嬤嬤聞言,即刻下跪,也不再說一些馬虎話,但也不說全實話,她隻是說道:
“雲月清小姐年年下江南,基本上此次都是我們府裏在招待的,就連她的院子,也是年年留著的,為的就是等雲月清小姐來的時候,能夠住得舒心一些。”
“從前雲月清小姐來的時候,我們並不知道,她來是為了做什麼,隻當她是來散心的,可是,日子長了,我們便不打聽,也心裏大約清楚。”
“昨兒,雲月清小姐辦了一場宴會,邀請了全江南的名門望族,其中,便有月支帝國的容世子。”
嬤嬤的話說到這裏,便不說了,她瞧著雲從文的臉色,像是明白了。
雲從文一聽到容世子這三個字,便輕輕的歎息,低聲說道:
“她見著那人了,後來怎麼樣?”
嬤嬤當時並不在現場,隻能將別人說的告訴雲從文:
“公子,我聽府裏的侍女講,月清姑娘和容世子講了好一會兒的話,兩個人靠得蠻近的,容世子語氣態度都還算是溫和,隻最後不怎麼的,容世子連一盞茶水都沒有喝,便走了。”
雲從文緊蹙眉頭,語氣急了,步伐快了,問道:
“再後來呢?”
他這個傻妹妹,也不知道是什麼時候看上容澈那小子的,某一天回來,倏然就開了竅了,甚至說出非容澈不嫁的話。
如今容澈好似拒絕了她,她這麼多年來的癡心,可怎麼辦才好。
眼見著快到雲月清的院子了,嬤嬤走得氣喘籲籲,卻還是咬著牙關,把話說全了:
“後來,便漸漸的下起雨,隻是我家夫人小姐侍女們去勸她,月清小姐卻不肯走,活活要在雨中淋雨,她手裏拿著鞭子,我們要拉她,她便揮鞭子……”
“不是我們不盡心,隻是我們總不能叫小廝一起上,把人給按下來吧?於是,我們家的夫人小姐侍女們,昨夜陪著月清小姐淋了一夜的雨,今兒,個個都病了。”
“我家雲寶兒小姐和你們家的雲月清小姐,現在都正在發燒呢!”
聽到發燒這兩個字,雲從文的臉色難看,但是他又不好說什麼,畢竟馬氏和雲寶兒也都病了,還是陪著他家妹妹病的。
雲從文心情不好,卻仍是說道:
“我家小妹,性情頑劣,還多虧你們家的照顧。”
照顧來,照顧去,卻大家夥一塊病了,難怪在路上不曾見過多的侍女小廝們,原是都病了。
雲從文暗歎,也隻有他們京都的將軍雲府,才能壓住雲月清那樣的性子了,一去別處,她便好不得。

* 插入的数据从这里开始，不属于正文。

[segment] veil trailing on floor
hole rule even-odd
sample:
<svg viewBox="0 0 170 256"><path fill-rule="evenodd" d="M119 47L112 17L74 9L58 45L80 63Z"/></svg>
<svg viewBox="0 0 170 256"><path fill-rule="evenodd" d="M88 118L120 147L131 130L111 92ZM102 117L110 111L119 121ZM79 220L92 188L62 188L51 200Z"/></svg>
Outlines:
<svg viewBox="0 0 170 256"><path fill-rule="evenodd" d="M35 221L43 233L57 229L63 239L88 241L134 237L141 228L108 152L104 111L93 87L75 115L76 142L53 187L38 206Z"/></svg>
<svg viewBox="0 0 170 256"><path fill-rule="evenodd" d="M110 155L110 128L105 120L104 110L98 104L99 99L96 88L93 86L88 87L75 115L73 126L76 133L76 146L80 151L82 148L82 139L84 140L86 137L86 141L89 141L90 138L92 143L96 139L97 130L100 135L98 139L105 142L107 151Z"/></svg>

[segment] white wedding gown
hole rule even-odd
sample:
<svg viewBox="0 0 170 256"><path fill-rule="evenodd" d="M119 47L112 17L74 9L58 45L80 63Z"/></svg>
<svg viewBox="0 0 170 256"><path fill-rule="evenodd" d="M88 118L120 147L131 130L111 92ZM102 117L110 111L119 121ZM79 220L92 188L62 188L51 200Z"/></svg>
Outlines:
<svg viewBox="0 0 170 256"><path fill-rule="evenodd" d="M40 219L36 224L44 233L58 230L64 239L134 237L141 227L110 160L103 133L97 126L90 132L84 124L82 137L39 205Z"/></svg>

在雲月清的院子外頭,雲從文看見許多的侍女在這裏候著,看出江南雲府對他們家雲月清的重視,他的臉色原本好了一些,但是,轉眼卻發現這些人都昏昏欲睡的模樣。
嬤嬤見狀,急忙喊了一聲:
“快醒醒吧,京都雲府的二公子來了,你們這個模樣,哪裏成個體統?!”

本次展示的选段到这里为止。